Un secteur porté par la réglementation
La demande ne faiblit pas. Le DPE (diagnostic de performance énergétique) est obligatoire pour toute transaction, et l’interdiction progressive de location des « passoires thermiques » — les logements classés G, puis F — alimente un besoin constant d’expertises. Résultat : un marché en croissance, avec des débouchés aussi bien en tant que salarié qu’en indépendant.
Que couvre la formation ?
Pour exercer légalement, le diagnostiqueur doit maîtriser plusieurs domaines techniques distincts, chacun donnant lieu à une certification :
- le DPE, pour évaluer la performance énergétique ;
- le repérage amiante ;
- le constat de risque d’exposition au plomb ;
- les diagnostics gaz et électricité ;
- l’état relatif à la présence de termites et parasites.
La formation initiale couvre la théorie réglementaire, les méthodes de mesure et une part importante de pratique sur le terrain. Selon le parcours choisi, elle représente généralement plusieurs centaines d’heures, étalées sur six mois à un an.

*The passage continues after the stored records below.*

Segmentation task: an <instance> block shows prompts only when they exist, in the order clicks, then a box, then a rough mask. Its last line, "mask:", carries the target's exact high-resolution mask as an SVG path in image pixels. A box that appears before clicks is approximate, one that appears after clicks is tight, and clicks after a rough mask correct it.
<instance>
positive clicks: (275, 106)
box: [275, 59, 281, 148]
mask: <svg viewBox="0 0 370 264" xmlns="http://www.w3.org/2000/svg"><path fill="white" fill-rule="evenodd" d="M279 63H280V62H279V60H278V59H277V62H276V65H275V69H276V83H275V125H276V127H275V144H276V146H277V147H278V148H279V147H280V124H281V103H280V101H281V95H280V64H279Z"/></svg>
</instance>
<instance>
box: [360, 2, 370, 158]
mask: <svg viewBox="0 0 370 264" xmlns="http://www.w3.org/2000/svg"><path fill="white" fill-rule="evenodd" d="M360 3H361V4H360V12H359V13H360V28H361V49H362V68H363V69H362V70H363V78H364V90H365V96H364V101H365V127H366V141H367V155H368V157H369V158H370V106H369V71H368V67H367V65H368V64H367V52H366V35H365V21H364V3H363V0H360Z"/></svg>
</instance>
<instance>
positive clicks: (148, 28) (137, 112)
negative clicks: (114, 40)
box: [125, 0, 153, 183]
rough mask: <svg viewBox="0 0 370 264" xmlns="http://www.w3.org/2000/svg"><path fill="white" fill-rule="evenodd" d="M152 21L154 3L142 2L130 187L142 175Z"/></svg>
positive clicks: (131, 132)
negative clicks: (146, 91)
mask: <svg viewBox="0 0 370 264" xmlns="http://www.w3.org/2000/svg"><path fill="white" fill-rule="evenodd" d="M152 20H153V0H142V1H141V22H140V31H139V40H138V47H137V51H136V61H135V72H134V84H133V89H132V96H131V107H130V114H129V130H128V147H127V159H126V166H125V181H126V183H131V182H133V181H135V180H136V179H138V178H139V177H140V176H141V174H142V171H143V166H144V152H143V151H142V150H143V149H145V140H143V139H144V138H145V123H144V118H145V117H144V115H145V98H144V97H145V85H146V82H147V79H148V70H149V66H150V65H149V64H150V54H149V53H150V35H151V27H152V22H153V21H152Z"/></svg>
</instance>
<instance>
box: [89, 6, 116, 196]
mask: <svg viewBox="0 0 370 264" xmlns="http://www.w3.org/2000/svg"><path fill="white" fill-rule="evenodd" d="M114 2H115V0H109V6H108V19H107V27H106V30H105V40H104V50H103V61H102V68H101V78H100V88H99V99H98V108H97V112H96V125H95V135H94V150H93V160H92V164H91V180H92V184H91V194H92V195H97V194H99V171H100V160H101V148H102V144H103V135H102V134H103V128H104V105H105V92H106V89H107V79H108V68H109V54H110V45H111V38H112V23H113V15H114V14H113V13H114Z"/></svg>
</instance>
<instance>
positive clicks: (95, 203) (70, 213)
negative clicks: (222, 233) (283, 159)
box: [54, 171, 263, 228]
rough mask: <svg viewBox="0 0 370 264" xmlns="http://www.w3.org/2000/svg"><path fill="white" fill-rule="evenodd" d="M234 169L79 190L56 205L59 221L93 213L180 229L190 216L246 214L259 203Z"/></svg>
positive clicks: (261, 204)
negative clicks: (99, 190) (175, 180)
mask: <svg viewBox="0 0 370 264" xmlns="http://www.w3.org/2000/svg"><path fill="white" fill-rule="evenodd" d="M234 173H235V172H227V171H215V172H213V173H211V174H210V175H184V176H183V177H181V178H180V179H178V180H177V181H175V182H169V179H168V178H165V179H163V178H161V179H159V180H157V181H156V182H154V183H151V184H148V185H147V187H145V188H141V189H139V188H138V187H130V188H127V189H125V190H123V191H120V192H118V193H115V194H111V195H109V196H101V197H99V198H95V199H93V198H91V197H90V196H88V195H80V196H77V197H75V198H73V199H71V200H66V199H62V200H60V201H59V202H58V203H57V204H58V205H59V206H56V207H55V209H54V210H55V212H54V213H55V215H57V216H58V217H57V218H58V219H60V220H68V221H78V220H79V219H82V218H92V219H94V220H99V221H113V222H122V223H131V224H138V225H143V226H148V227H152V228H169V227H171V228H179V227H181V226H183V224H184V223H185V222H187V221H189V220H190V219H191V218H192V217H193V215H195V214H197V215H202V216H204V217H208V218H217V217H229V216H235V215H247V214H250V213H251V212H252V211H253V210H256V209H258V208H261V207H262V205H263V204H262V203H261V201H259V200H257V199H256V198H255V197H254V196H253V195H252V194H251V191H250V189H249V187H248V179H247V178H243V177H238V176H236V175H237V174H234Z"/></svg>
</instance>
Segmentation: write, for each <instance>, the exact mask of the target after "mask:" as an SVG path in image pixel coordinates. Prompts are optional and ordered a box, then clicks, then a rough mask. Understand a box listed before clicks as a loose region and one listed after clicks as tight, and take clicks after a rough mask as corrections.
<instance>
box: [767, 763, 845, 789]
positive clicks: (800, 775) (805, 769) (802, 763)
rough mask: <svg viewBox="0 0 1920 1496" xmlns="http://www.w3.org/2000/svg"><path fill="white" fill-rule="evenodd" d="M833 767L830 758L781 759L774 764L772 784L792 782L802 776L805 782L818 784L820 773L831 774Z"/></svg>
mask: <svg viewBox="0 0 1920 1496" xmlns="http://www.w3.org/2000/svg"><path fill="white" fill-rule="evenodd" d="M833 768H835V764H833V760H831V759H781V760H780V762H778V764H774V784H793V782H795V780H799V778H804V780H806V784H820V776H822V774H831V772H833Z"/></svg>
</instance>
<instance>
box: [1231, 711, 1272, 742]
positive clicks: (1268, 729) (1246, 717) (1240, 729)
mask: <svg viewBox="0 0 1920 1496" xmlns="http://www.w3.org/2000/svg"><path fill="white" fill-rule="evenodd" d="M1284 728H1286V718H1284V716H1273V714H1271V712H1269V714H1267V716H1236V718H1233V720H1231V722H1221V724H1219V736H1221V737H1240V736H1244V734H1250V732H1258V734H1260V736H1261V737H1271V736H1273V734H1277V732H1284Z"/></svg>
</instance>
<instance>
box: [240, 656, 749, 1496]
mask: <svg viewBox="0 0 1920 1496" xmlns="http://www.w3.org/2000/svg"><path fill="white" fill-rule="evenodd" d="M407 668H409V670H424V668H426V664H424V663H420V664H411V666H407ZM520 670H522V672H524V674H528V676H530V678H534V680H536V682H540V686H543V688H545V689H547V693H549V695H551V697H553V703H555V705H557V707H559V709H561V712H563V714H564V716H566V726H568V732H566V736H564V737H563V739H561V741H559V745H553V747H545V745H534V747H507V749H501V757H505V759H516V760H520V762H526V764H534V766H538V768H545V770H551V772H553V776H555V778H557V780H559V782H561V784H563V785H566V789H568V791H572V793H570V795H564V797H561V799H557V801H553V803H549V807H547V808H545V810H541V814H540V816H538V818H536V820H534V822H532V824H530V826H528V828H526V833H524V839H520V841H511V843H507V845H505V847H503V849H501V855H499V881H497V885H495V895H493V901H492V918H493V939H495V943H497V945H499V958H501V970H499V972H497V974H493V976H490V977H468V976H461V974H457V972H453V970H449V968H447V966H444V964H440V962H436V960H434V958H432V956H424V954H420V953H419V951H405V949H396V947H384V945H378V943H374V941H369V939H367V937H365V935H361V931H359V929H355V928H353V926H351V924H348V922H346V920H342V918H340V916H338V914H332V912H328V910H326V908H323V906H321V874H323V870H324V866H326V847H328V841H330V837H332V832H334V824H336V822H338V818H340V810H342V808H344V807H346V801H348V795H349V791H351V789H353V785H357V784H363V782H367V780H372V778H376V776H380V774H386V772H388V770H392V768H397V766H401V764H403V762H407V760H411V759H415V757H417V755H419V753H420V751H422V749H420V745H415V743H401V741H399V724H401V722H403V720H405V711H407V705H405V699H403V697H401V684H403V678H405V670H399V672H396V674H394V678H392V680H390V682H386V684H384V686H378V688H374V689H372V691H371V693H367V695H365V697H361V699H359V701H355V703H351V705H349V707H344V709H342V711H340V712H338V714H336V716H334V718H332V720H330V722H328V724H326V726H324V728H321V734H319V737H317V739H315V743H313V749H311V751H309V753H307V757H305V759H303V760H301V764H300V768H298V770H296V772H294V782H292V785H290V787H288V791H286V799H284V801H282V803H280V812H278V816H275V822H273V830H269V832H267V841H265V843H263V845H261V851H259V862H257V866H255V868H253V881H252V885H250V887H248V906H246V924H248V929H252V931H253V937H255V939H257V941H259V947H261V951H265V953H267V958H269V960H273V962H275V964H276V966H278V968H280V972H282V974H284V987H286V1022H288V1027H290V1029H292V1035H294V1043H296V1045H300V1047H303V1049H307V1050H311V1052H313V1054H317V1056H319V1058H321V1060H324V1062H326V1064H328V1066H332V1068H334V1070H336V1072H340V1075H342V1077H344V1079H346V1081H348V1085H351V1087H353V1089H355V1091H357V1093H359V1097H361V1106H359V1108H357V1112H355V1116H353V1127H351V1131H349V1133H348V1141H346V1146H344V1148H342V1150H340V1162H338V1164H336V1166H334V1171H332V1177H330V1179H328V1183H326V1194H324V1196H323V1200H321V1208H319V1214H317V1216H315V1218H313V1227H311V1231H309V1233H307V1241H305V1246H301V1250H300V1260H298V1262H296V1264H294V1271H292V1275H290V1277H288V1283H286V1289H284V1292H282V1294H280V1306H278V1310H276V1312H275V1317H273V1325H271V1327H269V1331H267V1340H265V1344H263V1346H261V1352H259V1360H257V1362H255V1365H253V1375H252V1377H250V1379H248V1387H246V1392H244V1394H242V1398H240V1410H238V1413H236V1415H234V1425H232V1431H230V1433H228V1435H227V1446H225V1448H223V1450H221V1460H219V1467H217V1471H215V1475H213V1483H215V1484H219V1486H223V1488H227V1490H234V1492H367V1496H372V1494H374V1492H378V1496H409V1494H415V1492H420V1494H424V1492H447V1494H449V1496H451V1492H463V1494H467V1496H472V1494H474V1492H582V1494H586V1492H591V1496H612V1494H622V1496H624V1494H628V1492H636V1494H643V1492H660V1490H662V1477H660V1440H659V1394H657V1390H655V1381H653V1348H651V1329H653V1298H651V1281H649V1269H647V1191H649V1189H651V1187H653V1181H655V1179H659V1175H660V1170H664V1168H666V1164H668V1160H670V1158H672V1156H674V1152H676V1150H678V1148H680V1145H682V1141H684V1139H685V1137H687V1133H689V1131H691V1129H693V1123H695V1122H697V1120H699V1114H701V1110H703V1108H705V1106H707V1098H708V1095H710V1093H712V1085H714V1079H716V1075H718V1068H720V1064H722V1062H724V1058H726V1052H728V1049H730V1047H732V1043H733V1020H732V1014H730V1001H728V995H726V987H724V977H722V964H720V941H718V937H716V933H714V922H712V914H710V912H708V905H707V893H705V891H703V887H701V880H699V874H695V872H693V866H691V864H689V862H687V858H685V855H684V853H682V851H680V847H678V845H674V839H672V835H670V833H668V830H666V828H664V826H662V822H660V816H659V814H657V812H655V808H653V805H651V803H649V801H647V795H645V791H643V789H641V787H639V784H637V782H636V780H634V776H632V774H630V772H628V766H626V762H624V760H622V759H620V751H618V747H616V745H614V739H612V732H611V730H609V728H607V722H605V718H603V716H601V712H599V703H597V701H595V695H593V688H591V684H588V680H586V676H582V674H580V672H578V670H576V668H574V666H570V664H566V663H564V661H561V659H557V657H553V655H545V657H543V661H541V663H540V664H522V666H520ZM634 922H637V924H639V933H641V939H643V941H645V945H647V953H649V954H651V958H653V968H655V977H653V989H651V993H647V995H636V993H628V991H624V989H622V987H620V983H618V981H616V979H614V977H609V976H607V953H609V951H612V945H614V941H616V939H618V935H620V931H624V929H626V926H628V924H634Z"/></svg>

Certification et organismes
La formation ne suffit pas à elle seule : chaque domaine doit être validé par une certification délivrée par un organisme accrédité COFRAC. Ces certifications ont une durée de validité limitée (cinq ans) et doivent être renouvelées, ce qui suppose un suivi régulier de formation continue tout au long de la carrière.
Au moment de choisir son centre de formation, mieux vaut privilégier un organisme certifié Qualiopi : c’est la condition pour pouvoir mobiliser des financements comme le CPF.
Reconversion ou montée en compétences
Le métier attire beaucoup de personnes en reconversion, notamment celles venant du bâtiment ou de l’immobilier, qui y trouvent un terrain familier. Mais il reste accessible aux profils sans expérience préalable, à condition de suivre un cursus complet et structuré. Pour les agents immobiliers, géomètres ou architectes, le diagnostic peut aussi venir compléter une activité existante.
En résumé
Devenir diagnostiqueur immobilier demande un investissement réel — en temps, en formation et en certification — mais ouvre la porte à un métier technique, autonome et durablement recherché. La clé est de choisir une formation reconnue, couvrant l’ensemble des certifications obligatoires, et d’anticiper dès le départ les obligations de renouvellement.